By merging streetwear with high fashion, Abloh made an immeasurable impact on the industry as Louis Vuitton’s first Black director of menswear, his Off White label’s Nike sneaker revamps, and numerous other collaborations.
One of his final collabs was with Mercedes-Benz on this show car. As PBS notes, Abloh believed that a fresh design could come from changing just 3 percent of an original work.
“Streetwear in my mind is linked to Duchamp,” Abloh told the New Yorker in 2019. “It’s this idea of the readymade. I’m talking Lower East Side, New York. It’s like hip-hop. It’s sampling. I take James Brown, I chop it up, I make a new song.”
However, the Project Maybach is already an entirely original project built from scratch, unlike anything that’s ever been conceptualized or produced by the marque.
Abloh worked with Mercedes designer Gorden Wagener to “interpret Mercedes-Maybach’s luxury identity with a new design language and pushed the boundaries of function, style, and collaborative creativity.”
The wild result is a hulking, nearly 20-foot-long luxobarge that’s somehow also an off-roader. There’s equipment normally found on hardcore 4x4s, such as a beefy rubber tires, an exterior roll cage, and thick metal skid plates guarding both ends of the undercarriage.
Abloh and Waegner both had sustainability in mind, so the hood is transparent to allow for a solar panel beneath to generate power for additional range.
Car and Driver points out other one-off bits, including circular headlights surrounded by segmented LEDs and a pushbar that’s color-matched to the roll cage.
A lone interior shot shows a sparse cockpit clad entirely in beige leather with polished metal dials and pedals, as well as a Maybach-branded emergency tool embedded next to the ribbed driver’s seat.
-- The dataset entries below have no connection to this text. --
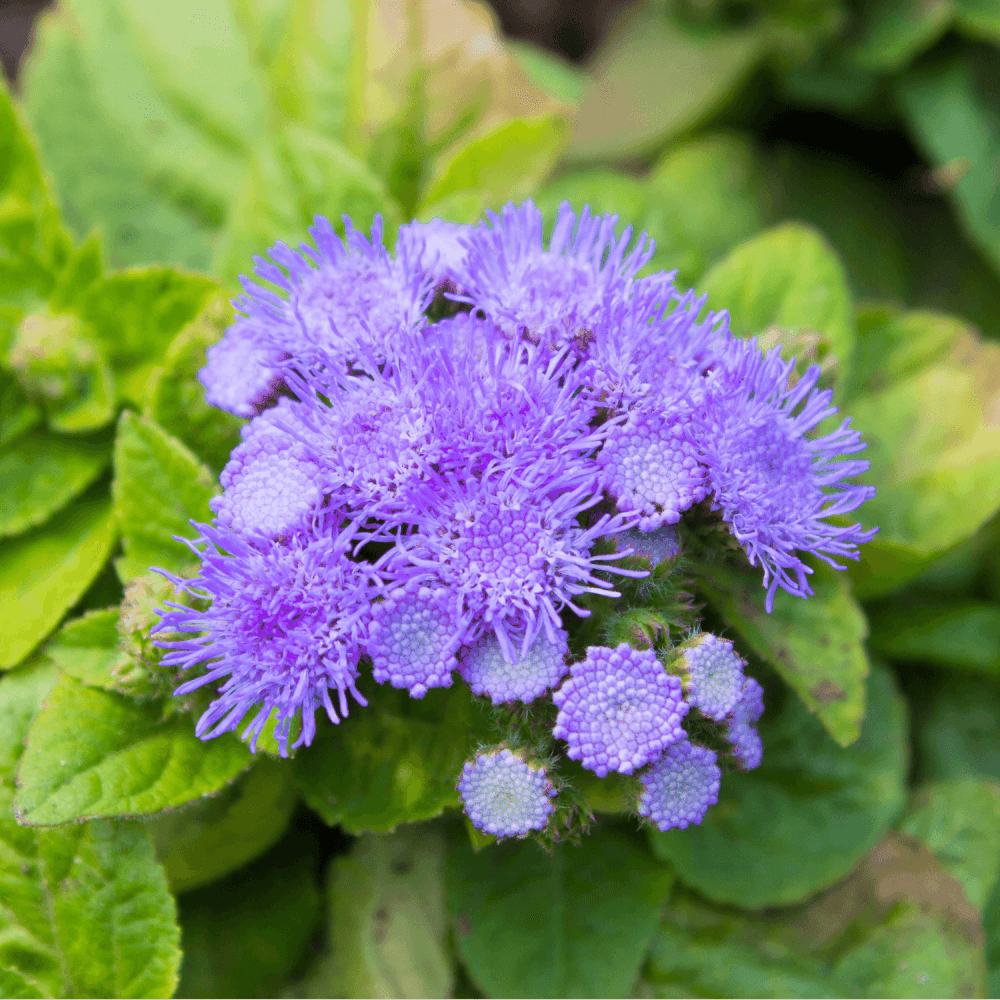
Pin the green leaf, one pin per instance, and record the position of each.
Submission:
(388, 920)
(41, 474)
(816, 645)
(176, 399)
(932, 446)
(99, 173)
(86, 910)
(956, 732)
(959, 822)
(654, 78)
(948, 104)
(964, 635)
(503, 164)
(33, 243)
(215, 836)
(293, 177)
(809, 800)
(703, 198)
(573, 923)
(135, 315)
(93, 753)
(788, 277)
(394, 762)
(893, 32)
(551, 73)
(159, 488)
(244, 935)
(44, 572)
(87, 648)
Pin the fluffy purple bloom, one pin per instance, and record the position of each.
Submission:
(679, 788)
(713, 674)
(284, 628)
(775, 486)
(526, 677)
(553, 295)
(510, 547)
(504, 795)
(619, 709)
(340, 299)
(413, 638)
(657, 546)
(241, 375)
(439, 246)
(272, 485)
(741, 726)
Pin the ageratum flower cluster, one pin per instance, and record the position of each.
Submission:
(451, 450)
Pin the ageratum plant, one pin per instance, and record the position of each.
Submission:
(453, 452)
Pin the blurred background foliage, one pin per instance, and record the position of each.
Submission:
(827, 171)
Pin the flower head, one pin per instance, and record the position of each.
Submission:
(284, 627)
(523, 678)
(504, 795)
(413, 637)
(678, 789)
(774, 485)
(619, 709)
(741, 728)
(553, 295)
(713, 674)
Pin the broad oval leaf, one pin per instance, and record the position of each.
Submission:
(41, 473)
(93, 753)
(44, 572)
(573, 923)
(159, 488)
(823, 805)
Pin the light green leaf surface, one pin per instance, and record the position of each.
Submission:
(44, 572)
(949, 106)
(212, 837)
(159, 487)
(85, 909)
(243, 936)
(176, 399)
(963, 635)
(504, 164)
(41, 474)
(653, 79)
(789, 277)
(817, 645)
(93, 753)
(573, 923)
(100, 175)
(396, 761)
(810, 800)
(292, 177)
(703, 198)
(388, 919)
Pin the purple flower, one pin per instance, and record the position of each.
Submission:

The Mercedes-Benz x Virgil Abloh Project Maybach is currently on display at Miami’s Rubbell Museum, with access offered exclusively to students from local design schools.
“While the Project MAYBACH show car was inspired by how one could explore nature within a uniquely luxurious context with Maybach,” the automaker said, “the Mercedes-Benz teams thank Virgil Abloh for the inspiration to explore the power of cross-industry dialogue to imagine a better, more inclusive future.”